Adrian Scheidegger kommt ins Schwärmen, wenn er von seinem Käse spricht: «Er hat einen reinen Geschmack, schmeckt fruchtig. Es ist eine Vielfalt von Aromen.» Scheidegger stellt nicht irgendeinen Käse her: Der Käser aus Niedermuhren (FR) macht «Le Gruyère». Er ist einer von rund 200 offiziellen Gruyère-Produzentinnen und -Produzenten in der Schweiz.
Wer in der Schweiz Käse mit dem Namen «Le Gruyère AOP» produzieren und verkaufen will, muss strenge Auflagen erfüllen. In einem Pflichtenheft sind seit rund 20 Jahren Verfahren und Bedingungen festgelegt: Wo darf Gruyère produziert werden? Wie gross und schwer müssen die Käselaibe sein? Was dürfen die Kühe essen, die den Rohstoff Milch liefern?
«Andere Länder könnten nun nachziehen»
Seit zehn Jahren ist «Le Gruyère» auch in der EU und Grossbritannien als geschützte Ursprungsbezeichnung anerkannt. Schwieriger ist es im Rest der Welt.
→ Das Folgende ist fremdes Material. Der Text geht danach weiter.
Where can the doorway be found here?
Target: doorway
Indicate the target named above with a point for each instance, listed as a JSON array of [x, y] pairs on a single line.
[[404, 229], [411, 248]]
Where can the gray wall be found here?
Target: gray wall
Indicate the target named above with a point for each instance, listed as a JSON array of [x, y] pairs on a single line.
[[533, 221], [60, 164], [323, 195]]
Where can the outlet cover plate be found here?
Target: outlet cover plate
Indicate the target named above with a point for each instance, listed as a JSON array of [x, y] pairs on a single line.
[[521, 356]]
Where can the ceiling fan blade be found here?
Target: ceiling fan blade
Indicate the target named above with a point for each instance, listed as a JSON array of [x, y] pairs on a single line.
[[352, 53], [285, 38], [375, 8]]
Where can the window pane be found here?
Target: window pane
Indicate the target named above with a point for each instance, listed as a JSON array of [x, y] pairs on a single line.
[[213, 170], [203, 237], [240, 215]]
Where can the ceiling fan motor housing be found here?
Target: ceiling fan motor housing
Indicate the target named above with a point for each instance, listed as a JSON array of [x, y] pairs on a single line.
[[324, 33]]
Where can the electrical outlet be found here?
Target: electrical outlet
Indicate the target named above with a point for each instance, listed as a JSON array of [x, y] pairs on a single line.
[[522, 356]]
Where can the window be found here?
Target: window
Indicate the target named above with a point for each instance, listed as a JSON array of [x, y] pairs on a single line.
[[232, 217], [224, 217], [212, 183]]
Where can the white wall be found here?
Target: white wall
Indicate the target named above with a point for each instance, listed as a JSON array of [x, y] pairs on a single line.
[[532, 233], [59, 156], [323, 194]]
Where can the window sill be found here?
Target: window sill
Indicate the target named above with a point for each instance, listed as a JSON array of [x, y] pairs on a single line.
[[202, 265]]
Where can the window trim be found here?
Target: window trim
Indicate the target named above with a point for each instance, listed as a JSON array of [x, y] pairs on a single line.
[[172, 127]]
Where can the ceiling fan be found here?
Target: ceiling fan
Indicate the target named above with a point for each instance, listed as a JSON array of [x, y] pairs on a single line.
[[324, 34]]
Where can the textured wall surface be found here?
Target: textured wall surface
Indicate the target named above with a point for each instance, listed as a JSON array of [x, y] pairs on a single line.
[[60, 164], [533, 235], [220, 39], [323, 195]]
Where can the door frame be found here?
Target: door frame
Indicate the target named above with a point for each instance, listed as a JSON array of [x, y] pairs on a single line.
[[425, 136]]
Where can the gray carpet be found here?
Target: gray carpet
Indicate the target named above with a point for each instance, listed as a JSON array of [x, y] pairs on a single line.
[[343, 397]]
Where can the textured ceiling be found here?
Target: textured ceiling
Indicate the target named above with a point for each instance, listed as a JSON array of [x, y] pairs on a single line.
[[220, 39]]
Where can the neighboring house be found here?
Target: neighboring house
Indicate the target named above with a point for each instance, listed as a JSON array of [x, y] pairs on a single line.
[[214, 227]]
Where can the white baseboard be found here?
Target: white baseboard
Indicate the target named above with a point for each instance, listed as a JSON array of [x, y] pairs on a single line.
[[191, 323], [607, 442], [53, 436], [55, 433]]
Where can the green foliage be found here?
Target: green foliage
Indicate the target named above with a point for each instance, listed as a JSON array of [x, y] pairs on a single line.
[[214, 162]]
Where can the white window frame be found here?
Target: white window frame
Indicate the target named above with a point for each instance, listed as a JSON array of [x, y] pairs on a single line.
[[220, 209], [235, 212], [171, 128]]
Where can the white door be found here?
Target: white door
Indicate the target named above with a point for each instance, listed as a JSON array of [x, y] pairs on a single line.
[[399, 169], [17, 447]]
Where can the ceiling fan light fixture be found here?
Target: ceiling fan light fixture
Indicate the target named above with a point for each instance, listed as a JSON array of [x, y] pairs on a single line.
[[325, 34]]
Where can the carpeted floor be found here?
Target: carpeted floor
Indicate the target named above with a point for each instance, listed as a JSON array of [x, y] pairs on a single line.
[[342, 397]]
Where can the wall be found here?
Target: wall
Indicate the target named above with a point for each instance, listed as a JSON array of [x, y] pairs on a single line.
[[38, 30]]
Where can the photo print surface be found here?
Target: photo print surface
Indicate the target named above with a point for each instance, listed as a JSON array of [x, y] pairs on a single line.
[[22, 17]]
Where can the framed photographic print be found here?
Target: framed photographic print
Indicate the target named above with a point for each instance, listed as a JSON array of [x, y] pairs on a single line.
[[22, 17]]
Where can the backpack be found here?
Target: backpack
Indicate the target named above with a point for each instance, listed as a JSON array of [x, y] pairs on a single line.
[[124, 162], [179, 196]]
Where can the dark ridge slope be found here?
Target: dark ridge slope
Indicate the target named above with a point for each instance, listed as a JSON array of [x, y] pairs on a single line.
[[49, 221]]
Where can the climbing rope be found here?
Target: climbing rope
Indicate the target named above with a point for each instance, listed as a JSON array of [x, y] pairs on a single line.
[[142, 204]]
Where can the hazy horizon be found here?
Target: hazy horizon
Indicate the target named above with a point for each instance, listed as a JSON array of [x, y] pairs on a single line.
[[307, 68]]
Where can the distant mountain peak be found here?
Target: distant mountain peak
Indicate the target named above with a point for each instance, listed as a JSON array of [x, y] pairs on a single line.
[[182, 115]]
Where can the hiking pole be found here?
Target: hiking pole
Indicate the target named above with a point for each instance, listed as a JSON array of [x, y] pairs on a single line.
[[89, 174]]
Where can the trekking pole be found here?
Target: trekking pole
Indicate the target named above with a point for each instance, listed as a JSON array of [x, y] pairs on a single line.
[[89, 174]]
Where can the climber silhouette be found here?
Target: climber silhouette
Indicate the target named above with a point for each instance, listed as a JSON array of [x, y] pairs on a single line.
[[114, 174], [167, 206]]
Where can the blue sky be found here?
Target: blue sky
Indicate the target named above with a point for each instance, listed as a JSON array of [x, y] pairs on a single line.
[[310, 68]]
Vor einem Monat entschied ein US-amerikanisches Gericht: «Gruyère» kann als Marke nicht geschützt werden. Begründung: «Gruyère» steht in den USA allgemein für eine Sorte Hartkäse. Wo und wie der Käse produziert wurde, spielt keine Rolle.
«Das Urteil macht mir Sorgen», sagt Philippe Bardet. Er ist Direktor der Sortenorganisation «Le Gruyère». «Ich habe Angst, dass nun andere Länder zum gleichen Schluss kommen könnten wie die USA.» Als Beispiele nennt er Australien, Neuseeland oder südamerikanische Länder. «Der Einfluss der USA dort ist gross. Sie könnten Druck machen, dass auch in diesen Ländern Gruyère als Marke nicht anerkannt wird.»
Jeder achte Schweizer Gruyère-Laib wird in den USA verkauft
Die USA sind nach der Schweiz und Europa der drittwichtigste Absatzmarkt: Im Schnitt wird jeder achte Schweizer Gruyère in die USA exportiert; 2021 wurden dort über 4100 Tonnen «Le Gruyère» verkauft. Ganz vom Tisch ist der Markenstreit auch nach dem jüngsten Gerichtsurteil aber noch nicht. Die Sortenorganisation könnte den Entscheid noch beim höchsten US-Gericht, beim Supreme Court, anfechten.
Für Philippe Bardet macht dies aber wenig Sinn. Erstens, weil der Supreme Court ganz grundsätzlich nur wenige Rekurse behandle, zweitens, weil die Chancen für einen Sieg – wenn das Gericht sich des Rekurses annehmen würde – gering seien. «Das Gericht fällt seine Entscheidungen dem Prinzip ‹America first›. Ein Erfolg ist also unwahrscheinlich.»
Aufgeben ist keine Option
Ob und wie der juristische Kampf in den USA weitergehen soll, muss die Sortenorganisation formell noch entscheiden. Laut Philippe Bardet läuft es aber darauf hinaus, dass man sich das Geld, das ein weiteres Verfahren kosten würde, lieber spart und ins Marketing investiert. «Die Amerikanerinnen und Amerikaner sollen merken: Der echte Gruyère kommt aus der Schweiz. Alles andere ist Fake.»
Der echte Gruyère kommt aus der Schweiz. Alles andere ist Fake.
Zwei Millionen Franken investiert die Sortenorganisation «Le Gruyère» in den US-Markt: Mit Werbekampagnen, Videos in den sozialen Medien und Degustationen sollen Amerikanerinnen und Amerikaner vom Schweizer Gruyère überzeugt werden. Auch Käser Adrian Scheidegger aus Niedermuhren ist überzeugt, dass der Schweizer Käse auf dem US-Markt gute Chancen hat – Markenschutz hin oder her: «Wer den originalen Geschmack kennt, entscheidet sich für unseren Gruyère.»